Paul Harel, le poète Normand

 

 

 

 

 

 

par

 

 

 

 

 

 

C. CHAUVIN

 

 

 

 

 

 

 

 

 

 

 

 

PAUL Harel naquit à Échauffour le 18 mai 1854. Fils d’un avocat de Vimoutiers, il ne voulut point continuer la carrière de son père et préféra prendre l’auberge que son grand-père, Auguste Girard du Rouvray, avait bâtie dans le pays, en 1822. Cependant, avec les années, grandit en son âme d’adolescent l’amour des lettres et de la poésie. Il prit pour maître un autre Normand célèbre, Gustave Le Vavasseur et acquit à son école l’art de chanter la langue des Muses, mais sans quitter pour cela le goût de la bonne cuisine bourgeoise et du cidre à la saveur de terroir. Il fut donc hôtelier dans sa petite ville natale.
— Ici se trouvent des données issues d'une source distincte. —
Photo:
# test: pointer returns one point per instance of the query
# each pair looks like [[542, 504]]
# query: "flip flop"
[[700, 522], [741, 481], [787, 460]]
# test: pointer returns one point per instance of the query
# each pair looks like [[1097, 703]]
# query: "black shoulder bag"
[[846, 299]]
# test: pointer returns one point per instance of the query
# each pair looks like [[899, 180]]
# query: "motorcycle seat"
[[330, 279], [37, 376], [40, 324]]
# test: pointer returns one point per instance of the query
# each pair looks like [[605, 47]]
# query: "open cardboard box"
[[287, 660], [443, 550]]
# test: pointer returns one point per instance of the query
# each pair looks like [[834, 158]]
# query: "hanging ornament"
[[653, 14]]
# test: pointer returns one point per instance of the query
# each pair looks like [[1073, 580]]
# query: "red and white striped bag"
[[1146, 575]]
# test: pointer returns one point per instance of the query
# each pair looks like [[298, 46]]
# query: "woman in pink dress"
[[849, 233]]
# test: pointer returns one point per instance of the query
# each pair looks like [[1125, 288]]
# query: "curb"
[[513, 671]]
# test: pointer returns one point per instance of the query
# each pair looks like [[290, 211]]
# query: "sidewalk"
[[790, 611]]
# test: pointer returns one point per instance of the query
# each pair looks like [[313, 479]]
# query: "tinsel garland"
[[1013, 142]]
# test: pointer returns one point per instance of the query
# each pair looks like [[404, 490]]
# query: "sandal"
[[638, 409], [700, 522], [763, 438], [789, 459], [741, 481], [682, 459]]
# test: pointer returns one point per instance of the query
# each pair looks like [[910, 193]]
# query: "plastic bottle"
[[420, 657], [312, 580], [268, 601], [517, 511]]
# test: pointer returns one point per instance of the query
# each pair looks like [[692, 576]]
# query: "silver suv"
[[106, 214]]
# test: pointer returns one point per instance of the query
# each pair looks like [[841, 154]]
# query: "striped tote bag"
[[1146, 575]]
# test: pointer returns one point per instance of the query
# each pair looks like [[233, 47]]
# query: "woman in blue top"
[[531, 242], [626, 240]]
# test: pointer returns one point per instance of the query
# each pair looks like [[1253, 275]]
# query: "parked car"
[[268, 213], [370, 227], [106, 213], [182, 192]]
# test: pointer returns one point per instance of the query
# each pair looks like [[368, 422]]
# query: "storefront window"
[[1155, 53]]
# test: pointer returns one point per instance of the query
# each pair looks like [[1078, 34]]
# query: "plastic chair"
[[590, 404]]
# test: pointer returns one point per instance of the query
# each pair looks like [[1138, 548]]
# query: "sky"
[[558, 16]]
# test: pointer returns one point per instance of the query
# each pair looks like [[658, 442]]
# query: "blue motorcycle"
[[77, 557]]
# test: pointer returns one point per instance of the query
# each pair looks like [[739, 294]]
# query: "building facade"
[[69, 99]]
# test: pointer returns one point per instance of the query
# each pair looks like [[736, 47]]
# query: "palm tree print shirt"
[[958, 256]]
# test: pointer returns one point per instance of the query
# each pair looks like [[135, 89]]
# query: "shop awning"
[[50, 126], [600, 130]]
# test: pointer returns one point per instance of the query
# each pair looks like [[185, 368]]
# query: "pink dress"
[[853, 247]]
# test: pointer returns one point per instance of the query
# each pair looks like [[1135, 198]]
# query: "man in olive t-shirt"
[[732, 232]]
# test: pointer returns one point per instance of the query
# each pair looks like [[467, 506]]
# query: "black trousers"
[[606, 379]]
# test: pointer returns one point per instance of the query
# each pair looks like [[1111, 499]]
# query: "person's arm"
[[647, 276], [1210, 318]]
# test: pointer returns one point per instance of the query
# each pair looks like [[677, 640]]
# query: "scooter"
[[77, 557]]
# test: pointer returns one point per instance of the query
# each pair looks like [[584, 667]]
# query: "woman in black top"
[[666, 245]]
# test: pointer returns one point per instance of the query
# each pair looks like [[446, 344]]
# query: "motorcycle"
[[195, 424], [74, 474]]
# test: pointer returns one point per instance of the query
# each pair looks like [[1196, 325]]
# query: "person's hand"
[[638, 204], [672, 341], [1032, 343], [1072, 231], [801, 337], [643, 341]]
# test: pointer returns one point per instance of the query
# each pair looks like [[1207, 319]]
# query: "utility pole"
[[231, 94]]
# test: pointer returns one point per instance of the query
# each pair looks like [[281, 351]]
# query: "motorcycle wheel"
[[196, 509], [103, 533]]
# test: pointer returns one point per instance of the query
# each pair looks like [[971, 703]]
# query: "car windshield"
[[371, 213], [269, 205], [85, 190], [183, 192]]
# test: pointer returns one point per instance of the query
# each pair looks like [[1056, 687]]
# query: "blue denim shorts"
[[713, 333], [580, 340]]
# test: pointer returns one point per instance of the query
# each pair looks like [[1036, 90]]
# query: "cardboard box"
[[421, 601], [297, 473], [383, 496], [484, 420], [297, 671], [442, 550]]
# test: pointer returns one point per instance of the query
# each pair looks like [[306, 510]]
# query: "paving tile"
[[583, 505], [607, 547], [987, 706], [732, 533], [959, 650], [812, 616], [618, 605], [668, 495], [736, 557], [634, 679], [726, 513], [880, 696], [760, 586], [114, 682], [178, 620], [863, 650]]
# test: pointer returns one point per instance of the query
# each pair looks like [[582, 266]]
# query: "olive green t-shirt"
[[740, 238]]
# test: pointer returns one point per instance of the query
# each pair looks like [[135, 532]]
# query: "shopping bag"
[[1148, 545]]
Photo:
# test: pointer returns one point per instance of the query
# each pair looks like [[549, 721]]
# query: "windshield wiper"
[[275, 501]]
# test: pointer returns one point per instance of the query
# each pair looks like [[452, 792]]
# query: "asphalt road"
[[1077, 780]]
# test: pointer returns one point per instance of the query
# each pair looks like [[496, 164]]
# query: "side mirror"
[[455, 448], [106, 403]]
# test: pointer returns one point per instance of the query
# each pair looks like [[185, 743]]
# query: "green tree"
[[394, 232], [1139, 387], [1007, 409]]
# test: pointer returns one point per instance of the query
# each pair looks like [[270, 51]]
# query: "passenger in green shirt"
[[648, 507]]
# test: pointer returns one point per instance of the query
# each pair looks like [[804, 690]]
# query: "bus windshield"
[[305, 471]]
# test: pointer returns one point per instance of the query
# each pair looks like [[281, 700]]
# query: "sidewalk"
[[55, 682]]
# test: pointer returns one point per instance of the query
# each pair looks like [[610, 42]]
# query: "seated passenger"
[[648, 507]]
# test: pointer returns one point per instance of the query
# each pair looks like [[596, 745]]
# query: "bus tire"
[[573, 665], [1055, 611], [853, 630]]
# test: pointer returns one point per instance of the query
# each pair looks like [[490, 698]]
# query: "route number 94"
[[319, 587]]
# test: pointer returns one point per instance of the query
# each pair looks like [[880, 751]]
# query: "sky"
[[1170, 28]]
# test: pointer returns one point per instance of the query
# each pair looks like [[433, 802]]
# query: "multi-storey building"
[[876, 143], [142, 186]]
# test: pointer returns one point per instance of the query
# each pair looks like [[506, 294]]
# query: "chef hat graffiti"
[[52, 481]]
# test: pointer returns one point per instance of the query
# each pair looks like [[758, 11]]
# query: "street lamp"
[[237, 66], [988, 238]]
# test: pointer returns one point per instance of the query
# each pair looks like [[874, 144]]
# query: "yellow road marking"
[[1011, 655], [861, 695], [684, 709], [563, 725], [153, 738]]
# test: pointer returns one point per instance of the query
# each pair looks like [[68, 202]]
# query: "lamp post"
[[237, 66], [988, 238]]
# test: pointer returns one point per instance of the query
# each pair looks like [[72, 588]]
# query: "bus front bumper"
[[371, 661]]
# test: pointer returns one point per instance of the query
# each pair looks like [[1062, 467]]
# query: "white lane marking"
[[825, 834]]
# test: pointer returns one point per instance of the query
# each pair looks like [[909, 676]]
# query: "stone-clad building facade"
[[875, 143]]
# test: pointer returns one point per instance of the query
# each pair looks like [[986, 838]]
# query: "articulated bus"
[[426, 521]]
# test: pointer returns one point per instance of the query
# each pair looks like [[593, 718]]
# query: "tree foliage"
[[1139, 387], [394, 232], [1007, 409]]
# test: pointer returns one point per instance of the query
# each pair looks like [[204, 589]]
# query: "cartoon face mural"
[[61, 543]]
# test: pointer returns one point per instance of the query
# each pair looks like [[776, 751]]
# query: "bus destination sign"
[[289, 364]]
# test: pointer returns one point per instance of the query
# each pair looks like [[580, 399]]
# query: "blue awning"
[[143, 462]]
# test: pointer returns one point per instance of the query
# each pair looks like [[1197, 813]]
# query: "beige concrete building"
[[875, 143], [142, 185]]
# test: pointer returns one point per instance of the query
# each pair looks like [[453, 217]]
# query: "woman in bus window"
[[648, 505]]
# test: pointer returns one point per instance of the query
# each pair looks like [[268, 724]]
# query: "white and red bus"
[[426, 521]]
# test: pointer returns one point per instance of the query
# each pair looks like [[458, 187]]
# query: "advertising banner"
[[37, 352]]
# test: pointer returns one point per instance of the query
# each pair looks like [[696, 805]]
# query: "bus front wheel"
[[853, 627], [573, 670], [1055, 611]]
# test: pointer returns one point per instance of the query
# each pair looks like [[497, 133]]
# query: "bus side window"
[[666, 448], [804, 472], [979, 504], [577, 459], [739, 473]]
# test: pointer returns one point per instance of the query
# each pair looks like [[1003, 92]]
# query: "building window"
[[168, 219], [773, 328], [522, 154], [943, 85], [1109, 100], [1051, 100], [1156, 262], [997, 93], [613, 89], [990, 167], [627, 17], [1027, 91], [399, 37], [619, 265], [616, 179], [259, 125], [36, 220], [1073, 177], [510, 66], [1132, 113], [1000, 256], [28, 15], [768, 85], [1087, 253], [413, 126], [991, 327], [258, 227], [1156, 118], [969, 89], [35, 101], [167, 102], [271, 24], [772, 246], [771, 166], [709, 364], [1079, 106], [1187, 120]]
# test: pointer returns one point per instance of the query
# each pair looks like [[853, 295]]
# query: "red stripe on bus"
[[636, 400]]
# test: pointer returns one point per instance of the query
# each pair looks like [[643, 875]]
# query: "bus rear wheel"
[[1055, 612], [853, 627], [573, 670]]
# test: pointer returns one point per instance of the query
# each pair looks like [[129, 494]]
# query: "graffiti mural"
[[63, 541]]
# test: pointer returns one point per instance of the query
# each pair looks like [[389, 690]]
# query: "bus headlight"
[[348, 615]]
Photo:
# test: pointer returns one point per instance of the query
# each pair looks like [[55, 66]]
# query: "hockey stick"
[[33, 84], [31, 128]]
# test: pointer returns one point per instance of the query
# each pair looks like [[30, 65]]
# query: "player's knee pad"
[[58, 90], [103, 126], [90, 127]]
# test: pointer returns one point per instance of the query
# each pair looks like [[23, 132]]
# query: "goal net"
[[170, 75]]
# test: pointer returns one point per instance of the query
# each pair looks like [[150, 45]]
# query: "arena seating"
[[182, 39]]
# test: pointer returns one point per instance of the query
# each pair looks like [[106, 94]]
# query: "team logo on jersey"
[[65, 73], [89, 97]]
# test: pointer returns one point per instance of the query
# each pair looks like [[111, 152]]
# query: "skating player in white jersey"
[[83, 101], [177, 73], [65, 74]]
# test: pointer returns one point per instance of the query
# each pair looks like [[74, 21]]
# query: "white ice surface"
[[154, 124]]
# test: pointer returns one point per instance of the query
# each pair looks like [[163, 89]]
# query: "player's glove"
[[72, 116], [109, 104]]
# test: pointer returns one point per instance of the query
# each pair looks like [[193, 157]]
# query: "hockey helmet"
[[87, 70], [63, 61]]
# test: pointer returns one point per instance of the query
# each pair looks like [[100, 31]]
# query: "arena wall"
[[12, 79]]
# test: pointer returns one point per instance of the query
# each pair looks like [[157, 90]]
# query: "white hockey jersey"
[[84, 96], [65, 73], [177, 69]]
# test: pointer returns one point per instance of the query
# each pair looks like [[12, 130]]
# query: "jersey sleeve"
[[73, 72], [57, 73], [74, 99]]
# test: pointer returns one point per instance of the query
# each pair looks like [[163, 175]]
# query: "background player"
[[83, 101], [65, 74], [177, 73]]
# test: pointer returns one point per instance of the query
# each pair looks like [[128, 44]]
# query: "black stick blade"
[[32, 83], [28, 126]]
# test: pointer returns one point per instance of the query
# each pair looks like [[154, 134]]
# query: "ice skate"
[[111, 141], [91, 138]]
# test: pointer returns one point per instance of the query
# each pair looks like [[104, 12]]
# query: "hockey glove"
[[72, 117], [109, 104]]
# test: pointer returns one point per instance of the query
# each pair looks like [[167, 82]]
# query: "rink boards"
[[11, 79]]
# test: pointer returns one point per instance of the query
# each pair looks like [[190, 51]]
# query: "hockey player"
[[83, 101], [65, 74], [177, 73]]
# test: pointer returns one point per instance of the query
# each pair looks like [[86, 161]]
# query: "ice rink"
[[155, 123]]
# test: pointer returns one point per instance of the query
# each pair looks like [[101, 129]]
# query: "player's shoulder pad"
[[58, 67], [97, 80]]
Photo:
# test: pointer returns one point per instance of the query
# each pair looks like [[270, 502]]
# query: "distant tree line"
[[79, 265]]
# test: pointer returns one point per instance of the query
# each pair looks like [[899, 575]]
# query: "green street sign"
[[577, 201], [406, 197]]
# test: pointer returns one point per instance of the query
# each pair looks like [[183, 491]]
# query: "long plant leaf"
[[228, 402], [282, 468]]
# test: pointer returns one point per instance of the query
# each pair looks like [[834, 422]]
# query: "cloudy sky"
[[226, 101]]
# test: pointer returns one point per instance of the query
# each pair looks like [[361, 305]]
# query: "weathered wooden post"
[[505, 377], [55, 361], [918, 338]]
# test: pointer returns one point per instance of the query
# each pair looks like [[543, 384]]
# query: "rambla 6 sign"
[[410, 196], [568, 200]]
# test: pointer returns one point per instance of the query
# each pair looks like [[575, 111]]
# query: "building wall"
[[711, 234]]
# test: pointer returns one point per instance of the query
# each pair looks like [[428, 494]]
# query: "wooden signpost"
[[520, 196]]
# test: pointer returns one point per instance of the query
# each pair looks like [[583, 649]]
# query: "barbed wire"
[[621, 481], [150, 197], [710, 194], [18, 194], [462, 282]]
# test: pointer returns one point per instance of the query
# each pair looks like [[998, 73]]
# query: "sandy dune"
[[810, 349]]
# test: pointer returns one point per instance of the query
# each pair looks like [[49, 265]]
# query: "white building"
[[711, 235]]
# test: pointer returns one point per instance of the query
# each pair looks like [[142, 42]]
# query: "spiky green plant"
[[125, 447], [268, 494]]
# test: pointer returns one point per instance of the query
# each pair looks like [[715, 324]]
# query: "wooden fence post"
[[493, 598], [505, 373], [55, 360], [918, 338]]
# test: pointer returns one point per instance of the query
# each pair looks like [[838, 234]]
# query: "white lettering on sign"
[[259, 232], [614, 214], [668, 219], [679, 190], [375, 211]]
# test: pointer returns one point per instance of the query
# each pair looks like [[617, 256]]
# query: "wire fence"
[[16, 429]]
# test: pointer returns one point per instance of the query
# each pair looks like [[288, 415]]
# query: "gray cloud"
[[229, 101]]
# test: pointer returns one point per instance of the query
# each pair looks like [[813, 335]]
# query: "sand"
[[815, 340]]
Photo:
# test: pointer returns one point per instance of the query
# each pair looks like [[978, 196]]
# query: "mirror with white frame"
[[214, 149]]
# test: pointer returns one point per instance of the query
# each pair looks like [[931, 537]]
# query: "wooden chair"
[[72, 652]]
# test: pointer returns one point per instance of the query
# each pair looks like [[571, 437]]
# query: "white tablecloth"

Étrange auberge vraiment que celle du Grand St-André, où l’on mangeait en récitant des vers et dans laquelle le Maître de céans versait à flots la poésie pétillante d’esprit français, avec le vin et la boisson douce du pays.

 

        Aux cendres du foyer le pot-au-feu Normand

        Sommeillait comme un juste et ronflait en dormant.

 

Et pendant ce temps les invités voyaient défiler en des évocations charmantes les forêts pleines de mystères et les champs féconds ; les cerfs agiles et les chasseurs sonnant le hallali. Aussi les hommes d’esprit et les amateurs de littérature se donnaient-ils rendez-vous dans l’auberge du poète Ornais. Écoutons-le raconter lui-même, dans la préface du livre qu’il a consacré à l’un de ses amis, comment étaient reçus les beaux esprits de l’époque :

« Millet vint à Échauffour. Il descendit à l’auberge comme un jeune dieu...

« Il disait des vers. Je fis ouvrir les portes : on prêta l’oreille jusque dans la cuisine, aux accents du trouvère, et quand l’auberge étonnée eut applaudi ce beau jeune homme, il se trouva quelqu’un pour commander du champagne. Il me semble bien que c’était moi.

« Ernest Millet ne voulait passer qu’une heure sous mon toit. Il y resta huit jours. Il avait vraiment l’air de s’y plaire. Il allait, venait, rêvait, rimait, mangeait, dormait. C’était un client.

« J’en ai eu d’autres. N’est-ce pas vers ce temps-là que Jules Simon, Leconte de Lisle et Mistral m’écrivirent en s’invitant presque. »

En effet, ce fut un défilé d’hommes célèbres qui se donnaient rendez-vous à l’abri de son toit. Poizat, Henri de Bornier, Sully Prud’homme, François Coppée, José-Maria de Heredia, Leconte de Lisle, Mirbeau, Guitry et bien d’autres vinrent tour à tour jouir de l’aimable présence de cet aubergiste peu ordinaire, qui savait composer des plats savoureux et servir des poésies délicieuses.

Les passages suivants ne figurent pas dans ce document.